Jim Stanley had a favored pregame ritual for his Oklahoma State football teams.
Watching John Wayne movies.
The man on the screen mirrored the coach on the Cowboy sidelines. Tough as a nail. Stoic as a statue. Just as a frontier lawman.
“He was an intense man,” former Cowboy linebacker Daria Butler said of Stanley. “He was a man of very few words. But he was a good guy, one of the old-fashioned football coaches that really concentrated on the fundamentals of the game and fundamentals of how you conducted yourself.”
Stanley died early Thursday morning in the Phoenix area after a bout with lung cancer.
He was 77 years old.
Stanley coached the Cowboys from 1973-78 and led them to a share of the Big Eight title in 1976. That season included a 31-24 road victory over No. 5 Oklahoma, which came a year after the Sooners' back-to-back national titles.
Those were heydays for Barry Switzer and his Sooners.
Stanley, who went 35-31-2 during his tenure in Stillwater, wasn't always loved the same way.
“He wasn't popular back in the 70s,” said Russ Farthing, a walk-on who played for Stanley. “Barry Switzer was the man in the Big Eight, in the country. Barry was great on TV. And Coach Stanley was terrible on TV. Terrible.”
“He was aloof. He looked mad. He was a one-liner guy. So, that's kind of how people remember him.”
Not his players.
They call him “Bubba,” the nickname he was forever giving everyone else. They remember a man who spoke in a low, slow voice, never hollering or yelling. But when he came around to the position drills during practice and saw something he didn't like, he wasn't above jumping in to demonstrate the proper technique.
Stanley, who was one of Bear Bryant's famed Junction Boys at Texas A&M, was never one to stand down from a challenge.
When Stanley was in high school, players from an opponent in the playoffs started spouting off. They told him that they were coming after him. They told him that they were going to get him.
On the first play of the game, one of them busted his lip wide open.
Not only did he stay in the game but also knocked opposing players out of the game. First came the quarterback. Then the running back. Then the back's replacement. Then the replacement's replacement.
Farthing asked Stanley about the story a few weeks ago when nearly a dozen of his former OSU players in town for the Fiesta Bowl visited him in his Phoenix area hospital room.
“Well,” Stanley said, “I don't know if there were four of them.”

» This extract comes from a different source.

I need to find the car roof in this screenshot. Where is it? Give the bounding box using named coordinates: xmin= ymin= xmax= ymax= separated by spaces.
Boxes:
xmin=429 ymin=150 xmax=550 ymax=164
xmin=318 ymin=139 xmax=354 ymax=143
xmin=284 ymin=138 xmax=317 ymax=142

Bill Young, the Cowboys' current defensive coordinator who played for Stanley, said, “He was an extremely tough individual and very hard-nosed.”
He was also the man who gave Young his break into college coaching in 1976.
“Jim Stanley is the reason why I have a job in college football,” Young said in a statement released by OSU. “An unbelievably good football coach who had one of the best defensive minds I have ever been around. He will be missed.”
Stanley spent nearly three decades working in professional football after he left OSU. He worked for 12 years with the Arizona Cardinals in scouting and player personnel before retiring in 2007.
Funeral services for Stanley will be Thursday in Stillwater.
“Great guy, great legacy,” Farthing said. “Touched a lot of lives. Helped a lot of people. He took most of it to his grave because he wouldn't tell you.
WHAT THEY'RE SAYING ABOUT JIM STANLEY
* Oklahoma State athletic director Mike Holder:
“The Oklahoma State family was saddened about the passing of former Oklahoma State coach Jim Stanley, who served as defensive coordinator from 1963 to 1968 and head coach from 1973 to 1978. We are grateful Coach Stanley had the opportunity at the recent Fiesta Bowl to visit with several players who played for him during his years as head coach of the Cowboys. Their visits over the years always lifted his spirits and spoke volumes about the amount of respect they held for their former coach. Coach Stanley led the Cowboys to their first appearance in the Fiesta Bowl in 1974 and a victory over BYU, 16-6. As a player for legendary coach Paul Bear Bryant, Coach Stanley preached toughness. His players worked hard for him, and he worked hard for them. He will be remembered with respect and admiration for his contributions to Oklahoma State football.”